Does a Single "Or" Excommunicate Congressional Intent From...

12/13/11

The U.S. Supreme Court will rule this term in RadLAX Gateway Hotel Inc. v. Amalgamated Bank on whether the Bankruptcy Code permits a debtor in a chapter 11 case to sell encumbered assets without providing the secured lender an opportunity to credit bid its debt. Determination of this question will require the Court essentially to choose between two opposing approaches to statutory interpretation, and decide whether the so-called “plain meaning” of a highly formalistic reading of the Bankruptcy Code should trump decades of established commercial practice.   

A circuit split arose earlier this year, when the Seventh Circuit in River Road Hotel Partners, a companion case to RadLAX Gateway Hotel, declined to follow the Third Circuit’s 2010 decision in Philadelphia Newspapers, and instead expressly adopted the position set forth in the dissenting opinion from that case of Judge Tom Ambro. As previously described on this site, the debtor in River Road sought to rely on Philadelphia Newspapers in putting forward a plan of reorganization that proposed an auction of the secured lenders’ collateral, but would have expressly denied the lenders the right to credit bid their debt.  Section 1129(b)(2)(A) of the Bankruptcy Code describes three different means by which a plan of reorganization can be found to be “fair and equitable” and thus capable of being confirmed without the consent of a secured lender class (i.e., “crammed down”):

(i) lender retention of liens securing the obligations and receipt of the present value of its secured claim,

(ii) sale of collateral free and clear of liens but subject to credit bidding, or

(iii) the realization by the creditor of the “indubitable equivalent” of its secured claim.

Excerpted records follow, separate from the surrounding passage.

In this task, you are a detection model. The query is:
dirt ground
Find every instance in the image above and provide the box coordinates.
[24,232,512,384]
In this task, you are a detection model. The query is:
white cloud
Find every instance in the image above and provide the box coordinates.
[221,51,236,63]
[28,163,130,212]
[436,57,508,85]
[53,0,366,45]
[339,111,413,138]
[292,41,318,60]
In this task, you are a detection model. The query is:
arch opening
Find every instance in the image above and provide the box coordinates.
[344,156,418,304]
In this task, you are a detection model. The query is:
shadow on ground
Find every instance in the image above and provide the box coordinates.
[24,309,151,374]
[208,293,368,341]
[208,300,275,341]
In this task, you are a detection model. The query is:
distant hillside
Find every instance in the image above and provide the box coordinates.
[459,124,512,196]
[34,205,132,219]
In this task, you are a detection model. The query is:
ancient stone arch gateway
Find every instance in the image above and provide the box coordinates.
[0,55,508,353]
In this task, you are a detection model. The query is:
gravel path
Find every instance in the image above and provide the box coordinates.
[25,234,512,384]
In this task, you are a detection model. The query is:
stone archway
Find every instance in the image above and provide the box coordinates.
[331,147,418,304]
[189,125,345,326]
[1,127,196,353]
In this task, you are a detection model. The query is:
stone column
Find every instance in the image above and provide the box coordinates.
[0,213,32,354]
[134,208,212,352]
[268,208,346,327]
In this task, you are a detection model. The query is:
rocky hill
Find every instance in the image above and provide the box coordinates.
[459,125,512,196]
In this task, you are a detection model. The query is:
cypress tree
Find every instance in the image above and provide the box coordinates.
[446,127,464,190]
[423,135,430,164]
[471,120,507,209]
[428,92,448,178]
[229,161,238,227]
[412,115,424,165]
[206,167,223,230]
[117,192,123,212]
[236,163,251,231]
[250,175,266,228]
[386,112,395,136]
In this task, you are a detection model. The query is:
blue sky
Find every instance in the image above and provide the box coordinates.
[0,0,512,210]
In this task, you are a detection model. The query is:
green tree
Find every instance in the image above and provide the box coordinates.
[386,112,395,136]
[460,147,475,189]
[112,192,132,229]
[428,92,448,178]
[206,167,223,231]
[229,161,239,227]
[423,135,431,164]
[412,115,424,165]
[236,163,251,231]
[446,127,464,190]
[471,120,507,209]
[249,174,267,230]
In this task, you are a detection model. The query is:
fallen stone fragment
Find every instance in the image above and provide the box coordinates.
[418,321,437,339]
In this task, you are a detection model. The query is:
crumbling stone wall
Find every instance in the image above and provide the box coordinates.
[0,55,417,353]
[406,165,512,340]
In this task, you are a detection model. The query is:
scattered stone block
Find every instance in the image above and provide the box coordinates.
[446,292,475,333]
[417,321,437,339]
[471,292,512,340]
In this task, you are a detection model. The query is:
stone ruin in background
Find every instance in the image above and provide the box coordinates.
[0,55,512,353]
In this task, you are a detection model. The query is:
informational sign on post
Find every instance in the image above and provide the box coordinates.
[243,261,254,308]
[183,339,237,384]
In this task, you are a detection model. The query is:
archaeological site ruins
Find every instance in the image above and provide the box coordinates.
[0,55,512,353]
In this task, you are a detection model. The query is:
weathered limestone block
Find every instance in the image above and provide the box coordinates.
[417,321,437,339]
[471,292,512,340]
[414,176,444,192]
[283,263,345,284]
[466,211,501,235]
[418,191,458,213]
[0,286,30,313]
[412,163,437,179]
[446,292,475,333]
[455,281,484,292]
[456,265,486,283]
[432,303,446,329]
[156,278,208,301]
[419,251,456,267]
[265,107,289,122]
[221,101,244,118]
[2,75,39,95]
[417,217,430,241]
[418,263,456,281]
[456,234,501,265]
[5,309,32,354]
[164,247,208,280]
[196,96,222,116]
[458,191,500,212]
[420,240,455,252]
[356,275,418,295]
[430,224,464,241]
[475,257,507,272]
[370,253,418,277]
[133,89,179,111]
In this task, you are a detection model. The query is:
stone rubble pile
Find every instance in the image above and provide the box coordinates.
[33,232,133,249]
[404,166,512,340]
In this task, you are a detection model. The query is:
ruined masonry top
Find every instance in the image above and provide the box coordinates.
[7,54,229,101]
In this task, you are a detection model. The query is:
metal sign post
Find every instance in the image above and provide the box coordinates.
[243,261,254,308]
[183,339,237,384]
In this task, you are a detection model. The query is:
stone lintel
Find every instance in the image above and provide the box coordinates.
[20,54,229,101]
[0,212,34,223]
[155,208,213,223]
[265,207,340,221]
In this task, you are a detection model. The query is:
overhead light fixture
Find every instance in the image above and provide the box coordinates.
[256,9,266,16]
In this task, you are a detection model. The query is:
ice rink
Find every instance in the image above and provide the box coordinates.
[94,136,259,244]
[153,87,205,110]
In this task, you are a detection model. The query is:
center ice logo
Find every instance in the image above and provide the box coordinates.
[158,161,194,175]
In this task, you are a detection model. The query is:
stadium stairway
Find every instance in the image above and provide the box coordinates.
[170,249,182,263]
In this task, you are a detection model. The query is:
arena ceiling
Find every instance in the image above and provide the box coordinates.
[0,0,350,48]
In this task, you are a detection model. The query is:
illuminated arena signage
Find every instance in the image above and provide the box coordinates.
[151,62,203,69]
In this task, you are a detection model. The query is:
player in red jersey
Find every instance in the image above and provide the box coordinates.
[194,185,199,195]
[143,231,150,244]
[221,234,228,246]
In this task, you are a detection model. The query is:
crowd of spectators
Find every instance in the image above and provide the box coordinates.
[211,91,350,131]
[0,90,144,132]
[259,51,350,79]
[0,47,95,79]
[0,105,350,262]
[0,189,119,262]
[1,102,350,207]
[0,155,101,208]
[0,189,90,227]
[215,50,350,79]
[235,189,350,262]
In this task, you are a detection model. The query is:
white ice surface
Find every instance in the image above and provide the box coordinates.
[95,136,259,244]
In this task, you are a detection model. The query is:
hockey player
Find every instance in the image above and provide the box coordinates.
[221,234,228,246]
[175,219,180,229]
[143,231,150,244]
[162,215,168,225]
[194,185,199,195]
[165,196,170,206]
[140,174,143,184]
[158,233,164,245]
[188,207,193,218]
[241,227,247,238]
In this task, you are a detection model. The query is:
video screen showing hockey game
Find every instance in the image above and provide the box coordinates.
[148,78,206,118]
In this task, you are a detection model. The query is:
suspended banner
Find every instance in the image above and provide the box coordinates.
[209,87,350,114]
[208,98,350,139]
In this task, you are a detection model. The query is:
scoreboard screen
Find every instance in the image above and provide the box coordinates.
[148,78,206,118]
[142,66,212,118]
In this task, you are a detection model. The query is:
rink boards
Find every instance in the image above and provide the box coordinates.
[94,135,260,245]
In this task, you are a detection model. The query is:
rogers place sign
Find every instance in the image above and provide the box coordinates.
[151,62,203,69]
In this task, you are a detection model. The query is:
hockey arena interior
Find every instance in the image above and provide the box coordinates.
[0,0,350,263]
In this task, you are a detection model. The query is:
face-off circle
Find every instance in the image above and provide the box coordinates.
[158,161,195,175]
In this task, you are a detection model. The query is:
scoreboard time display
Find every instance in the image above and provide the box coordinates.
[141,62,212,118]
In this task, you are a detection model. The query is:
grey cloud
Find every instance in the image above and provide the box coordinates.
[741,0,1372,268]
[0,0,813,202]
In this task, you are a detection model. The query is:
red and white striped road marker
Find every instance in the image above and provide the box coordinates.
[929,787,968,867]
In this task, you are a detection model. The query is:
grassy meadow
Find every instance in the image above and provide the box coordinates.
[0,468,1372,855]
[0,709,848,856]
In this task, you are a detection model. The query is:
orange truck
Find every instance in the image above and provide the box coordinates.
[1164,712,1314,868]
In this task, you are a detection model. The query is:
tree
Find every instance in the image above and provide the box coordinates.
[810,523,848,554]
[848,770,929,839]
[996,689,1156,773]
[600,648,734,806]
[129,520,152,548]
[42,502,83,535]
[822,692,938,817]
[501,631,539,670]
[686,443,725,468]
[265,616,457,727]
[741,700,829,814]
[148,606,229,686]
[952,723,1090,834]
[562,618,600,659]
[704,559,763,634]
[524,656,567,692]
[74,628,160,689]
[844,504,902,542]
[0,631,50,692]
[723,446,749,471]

Notwithstanding the express reference in subsection (ii) of Section 1129(b)(2)(A) to the right to credit bid in connection with a sale “free and clear” of liens, the Third Circuit in Philadelphia Newspapers held that a sale “free and clear” could also take place without allowing the lenders to credit bid under subsection (iii), the “indubitable equivalent” prong.  The Third Circuit concluded that the “plain meaning” of the use of the disjunctive “or” in the statute shows that subsection (ii) is not the “exclusive means” by which a secured lender’s collateral may be sold “free and clear” under a plan of reorganization and that, so long as the debtor or other plan proponent could show that the “indubitable equivalent” prong were being satisfied, the opportunity to credit bid need not be provided. 

Judge Ambro, a longtime bankruptcy practitioner before being named to the bench, castigated the majority’s refusal to look beyond what it viewed as the sole plausible reading of Section 1129(b)(2)(A).  In Judge Ambro’s view, the result flew in the face of both the established principle that property rights in bankruptcy look to applicable non-bankruptcy law, and the expectation that the Bankruptcy Code expressly protects such non-bankruptcy rights -- particularly the right of a secured creditor to look to its collateral in the event of non-payment. As he wrote, “In effect, a single ‘or’ becomes the bell, book and candle that excommunicates Congressional intent from the Bankruptcy Code . . . [and] upset[s] three decades of secured creditors’ expectations[.]”

The bankruptcy judge in River Road expressly rejected the reasoning of the Philadelphia Newspapers majority. The Seventh Circuit unanimously agreed, stating that “like the bankruptcy court, we find the statutory analysis articulated by Judge Ambro in his Philadelphia Newspapers dissent to be compelling.” 

The RadLAX Gateway Hotel debtor sought a writ of certiorari from the Supreme Court. They were joined by the Loan Syndication and Trading Association (“LSTA”), a loan market participants’ industry group that has been strongly supportive of lenders’ credit bidding rights. The LSTA announced that it “decided to support the appeal to the Supreme Court because, although [RadLAX Gateway Hotel] is a favorable ruling, the benefit to the market of certainty on credit bidding is an opportunity that cannot be missed.” 

The Supreme Court has not been consistent in its approach to Bankruptcy Code interpretation. While it has strictly applied the “plain meaning” approach in several recent bankruptcy cases, at other times it has been willing to look to underlying Congressional purpose. The latter approach here will unquestionably result in an affirmation of the Seventh Circuit. The former will leave the LSTA regretting that it got what it asked for.